Quiet positive trades continue to dominate the Canadian dollar’s movements within a gradual rise towards the required target of 1.3575, recording its highest level at 1.3565.
Technically, the 50-day simple moving average is still holding the price from below, in addition to the positive signs coming from the RSI, which is stable above the mid-line, in addition to breaching the resistance of the psychological barrier 1.3500, which turned into a support level.
We continue the rise, targeting 1.3575 as the first target, considering that the price’s breach of the mentioned level is a catalyst that enhances chances of rising towards 1.3600 and 1.3640, respectively.

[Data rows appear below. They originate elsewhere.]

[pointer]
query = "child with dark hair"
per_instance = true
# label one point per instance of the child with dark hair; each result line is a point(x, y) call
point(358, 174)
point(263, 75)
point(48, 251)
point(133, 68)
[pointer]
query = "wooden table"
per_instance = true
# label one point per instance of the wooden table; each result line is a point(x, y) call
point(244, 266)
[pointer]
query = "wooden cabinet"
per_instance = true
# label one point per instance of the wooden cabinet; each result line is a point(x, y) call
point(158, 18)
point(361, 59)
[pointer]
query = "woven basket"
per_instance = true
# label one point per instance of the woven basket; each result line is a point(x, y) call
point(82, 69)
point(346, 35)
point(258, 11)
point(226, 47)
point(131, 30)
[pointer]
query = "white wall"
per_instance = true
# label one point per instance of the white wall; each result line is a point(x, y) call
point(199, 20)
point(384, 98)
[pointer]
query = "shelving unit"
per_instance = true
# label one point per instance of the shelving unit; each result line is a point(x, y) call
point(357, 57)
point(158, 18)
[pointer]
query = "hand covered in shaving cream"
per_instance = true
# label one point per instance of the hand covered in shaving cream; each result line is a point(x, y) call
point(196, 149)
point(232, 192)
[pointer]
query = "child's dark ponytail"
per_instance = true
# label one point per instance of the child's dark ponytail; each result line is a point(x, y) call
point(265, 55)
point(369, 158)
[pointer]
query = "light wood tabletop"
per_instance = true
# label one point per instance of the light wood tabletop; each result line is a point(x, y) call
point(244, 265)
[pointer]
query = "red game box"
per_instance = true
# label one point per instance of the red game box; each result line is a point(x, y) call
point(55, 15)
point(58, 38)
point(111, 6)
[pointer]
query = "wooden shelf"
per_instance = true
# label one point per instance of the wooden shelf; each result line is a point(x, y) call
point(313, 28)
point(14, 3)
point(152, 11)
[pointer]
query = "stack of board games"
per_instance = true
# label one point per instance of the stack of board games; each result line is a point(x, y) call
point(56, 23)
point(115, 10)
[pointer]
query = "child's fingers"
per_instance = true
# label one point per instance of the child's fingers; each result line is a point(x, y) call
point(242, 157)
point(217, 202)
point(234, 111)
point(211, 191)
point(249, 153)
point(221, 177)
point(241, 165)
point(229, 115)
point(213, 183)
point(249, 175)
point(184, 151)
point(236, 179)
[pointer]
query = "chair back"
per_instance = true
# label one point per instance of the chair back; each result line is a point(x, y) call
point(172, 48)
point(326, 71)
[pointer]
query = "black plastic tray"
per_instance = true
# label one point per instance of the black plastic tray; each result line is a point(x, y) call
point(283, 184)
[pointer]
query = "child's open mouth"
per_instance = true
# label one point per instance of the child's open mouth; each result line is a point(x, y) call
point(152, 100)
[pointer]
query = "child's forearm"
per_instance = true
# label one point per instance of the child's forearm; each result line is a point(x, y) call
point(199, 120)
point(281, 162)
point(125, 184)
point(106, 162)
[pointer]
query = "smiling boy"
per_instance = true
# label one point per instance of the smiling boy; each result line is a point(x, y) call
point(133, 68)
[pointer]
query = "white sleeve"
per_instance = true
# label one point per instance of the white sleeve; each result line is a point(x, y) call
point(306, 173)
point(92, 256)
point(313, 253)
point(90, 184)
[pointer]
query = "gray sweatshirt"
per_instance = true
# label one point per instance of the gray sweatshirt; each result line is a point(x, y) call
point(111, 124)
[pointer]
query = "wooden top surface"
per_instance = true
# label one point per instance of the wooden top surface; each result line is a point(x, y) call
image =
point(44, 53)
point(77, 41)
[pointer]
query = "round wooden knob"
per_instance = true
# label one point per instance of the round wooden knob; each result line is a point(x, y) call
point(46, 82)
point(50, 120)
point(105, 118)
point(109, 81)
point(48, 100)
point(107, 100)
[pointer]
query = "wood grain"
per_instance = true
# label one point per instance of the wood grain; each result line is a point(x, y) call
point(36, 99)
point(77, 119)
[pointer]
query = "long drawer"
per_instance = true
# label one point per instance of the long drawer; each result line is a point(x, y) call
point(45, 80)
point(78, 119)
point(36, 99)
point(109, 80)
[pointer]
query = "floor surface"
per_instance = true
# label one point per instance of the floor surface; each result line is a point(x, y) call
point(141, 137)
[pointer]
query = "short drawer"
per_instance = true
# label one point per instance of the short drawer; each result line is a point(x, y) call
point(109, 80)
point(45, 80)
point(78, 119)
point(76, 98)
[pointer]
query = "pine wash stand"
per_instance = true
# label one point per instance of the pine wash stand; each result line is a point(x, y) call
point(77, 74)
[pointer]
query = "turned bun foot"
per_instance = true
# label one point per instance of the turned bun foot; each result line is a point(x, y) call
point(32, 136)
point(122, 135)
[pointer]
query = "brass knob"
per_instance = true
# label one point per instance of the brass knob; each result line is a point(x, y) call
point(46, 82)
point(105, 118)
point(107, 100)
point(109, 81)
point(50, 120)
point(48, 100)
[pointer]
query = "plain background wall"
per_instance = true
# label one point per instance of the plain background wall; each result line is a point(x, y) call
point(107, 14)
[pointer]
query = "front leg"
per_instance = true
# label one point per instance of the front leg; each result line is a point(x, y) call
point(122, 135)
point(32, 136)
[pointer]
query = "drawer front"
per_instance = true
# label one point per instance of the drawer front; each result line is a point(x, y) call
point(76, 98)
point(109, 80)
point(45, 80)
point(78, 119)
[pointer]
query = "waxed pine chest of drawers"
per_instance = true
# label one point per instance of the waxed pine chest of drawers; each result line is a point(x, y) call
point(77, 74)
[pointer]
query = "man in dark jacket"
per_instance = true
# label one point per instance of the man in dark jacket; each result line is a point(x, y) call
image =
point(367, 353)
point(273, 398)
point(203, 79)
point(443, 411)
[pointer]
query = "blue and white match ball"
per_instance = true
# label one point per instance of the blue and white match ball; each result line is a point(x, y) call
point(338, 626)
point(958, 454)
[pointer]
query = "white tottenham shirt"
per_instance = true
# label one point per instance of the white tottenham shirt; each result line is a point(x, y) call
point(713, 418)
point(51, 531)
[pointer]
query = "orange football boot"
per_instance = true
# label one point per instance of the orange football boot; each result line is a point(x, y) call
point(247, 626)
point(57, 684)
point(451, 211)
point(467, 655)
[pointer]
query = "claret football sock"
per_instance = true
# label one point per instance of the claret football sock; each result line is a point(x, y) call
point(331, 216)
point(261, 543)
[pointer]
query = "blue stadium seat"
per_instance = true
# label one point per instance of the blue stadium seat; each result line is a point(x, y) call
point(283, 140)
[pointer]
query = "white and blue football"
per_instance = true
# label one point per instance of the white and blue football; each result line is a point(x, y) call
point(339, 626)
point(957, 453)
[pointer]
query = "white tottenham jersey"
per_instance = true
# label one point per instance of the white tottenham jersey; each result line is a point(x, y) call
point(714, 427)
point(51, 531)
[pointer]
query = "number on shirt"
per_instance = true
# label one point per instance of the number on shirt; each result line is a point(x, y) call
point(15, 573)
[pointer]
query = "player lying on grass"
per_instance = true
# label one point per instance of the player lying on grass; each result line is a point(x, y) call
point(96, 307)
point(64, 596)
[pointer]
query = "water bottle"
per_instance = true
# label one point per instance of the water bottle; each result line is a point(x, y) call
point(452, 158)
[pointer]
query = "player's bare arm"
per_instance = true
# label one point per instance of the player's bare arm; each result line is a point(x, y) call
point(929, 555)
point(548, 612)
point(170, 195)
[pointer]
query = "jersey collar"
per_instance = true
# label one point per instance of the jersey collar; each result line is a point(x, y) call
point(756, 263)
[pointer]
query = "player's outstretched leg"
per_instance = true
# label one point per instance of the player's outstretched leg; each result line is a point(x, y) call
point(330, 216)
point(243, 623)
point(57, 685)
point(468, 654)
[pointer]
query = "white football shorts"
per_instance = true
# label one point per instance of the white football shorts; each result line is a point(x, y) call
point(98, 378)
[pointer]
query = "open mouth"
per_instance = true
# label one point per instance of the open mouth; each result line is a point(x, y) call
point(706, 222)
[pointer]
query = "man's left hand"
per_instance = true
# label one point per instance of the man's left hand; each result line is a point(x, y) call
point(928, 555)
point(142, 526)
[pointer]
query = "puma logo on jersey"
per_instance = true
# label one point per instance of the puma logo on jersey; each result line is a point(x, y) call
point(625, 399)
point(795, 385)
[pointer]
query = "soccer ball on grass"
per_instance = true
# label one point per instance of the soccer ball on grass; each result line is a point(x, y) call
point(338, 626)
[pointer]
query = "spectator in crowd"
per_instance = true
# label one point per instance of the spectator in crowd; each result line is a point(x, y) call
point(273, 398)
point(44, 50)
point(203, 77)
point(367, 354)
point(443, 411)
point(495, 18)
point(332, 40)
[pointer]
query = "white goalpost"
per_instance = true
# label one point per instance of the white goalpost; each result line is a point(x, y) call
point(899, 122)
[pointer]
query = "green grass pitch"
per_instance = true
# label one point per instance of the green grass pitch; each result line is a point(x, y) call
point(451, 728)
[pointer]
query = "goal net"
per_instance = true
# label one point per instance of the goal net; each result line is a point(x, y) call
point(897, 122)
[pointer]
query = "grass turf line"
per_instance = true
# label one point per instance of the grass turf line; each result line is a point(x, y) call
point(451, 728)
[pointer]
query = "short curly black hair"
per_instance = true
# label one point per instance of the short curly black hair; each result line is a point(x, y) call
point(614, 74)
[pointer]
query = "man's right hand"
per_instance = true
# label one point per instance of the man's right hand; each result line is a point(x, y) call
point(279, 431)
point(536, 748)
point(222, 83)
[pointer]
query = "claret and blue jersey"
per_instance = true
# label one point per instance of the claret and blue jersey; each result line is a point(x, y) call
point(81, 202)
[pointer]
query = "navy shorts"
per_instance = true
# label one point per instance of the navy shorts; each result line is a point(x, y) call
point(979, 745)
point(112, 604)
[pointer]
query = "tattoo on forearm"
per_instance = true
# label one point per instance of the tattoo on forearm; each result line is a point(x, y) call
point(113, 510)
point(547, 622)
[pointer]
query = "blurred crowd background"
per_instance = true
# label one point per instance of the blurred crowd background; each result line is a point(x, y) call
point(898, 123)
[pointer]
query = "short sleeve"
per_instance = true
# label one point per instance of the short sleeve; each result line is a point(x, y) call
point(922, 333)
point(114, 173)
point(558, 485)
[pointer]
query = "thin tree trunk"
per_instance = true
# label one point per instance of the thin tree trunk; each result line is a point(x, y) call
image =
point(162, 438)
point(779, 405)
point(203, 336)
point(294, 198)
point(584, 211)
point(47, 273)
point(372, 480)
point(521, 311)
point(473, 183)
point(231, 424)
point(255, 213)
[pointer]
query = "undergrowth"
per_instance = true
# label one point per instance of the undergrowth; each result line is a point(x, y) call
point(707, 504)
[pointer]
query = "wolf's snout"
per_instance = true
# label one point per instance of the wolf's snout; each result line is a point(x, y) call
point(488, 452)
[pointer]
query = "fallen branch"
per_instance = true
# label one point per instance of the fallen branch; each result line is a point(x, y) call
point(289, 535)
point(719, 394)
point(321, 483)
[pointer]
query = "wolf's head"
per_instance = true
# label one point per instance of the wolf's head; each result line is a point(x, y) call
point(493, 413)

It should be noted that confirmation of breaking the support floor of 1.3500, 38.20% correction, nullifies the activation of the suggested scenario and leads the pair to retest 1.3470, and then 1.3430, before attempting to rise again.
Note: Today, we are waiting for high-impact economic data issued by the US economy and England, such as “Services and Manufacturing PMI”, and from Canada, later in today’s session, we are waiting for “Retail Sales” in addition to the summit of the “BRICS” group We may witness high price volatility.
Note: Trading on CFDs involves risks. Therefore, all scenarios may be possible. This article is not a recommendation to buy or sell but rather an explanatory reading of the price movement on the chart.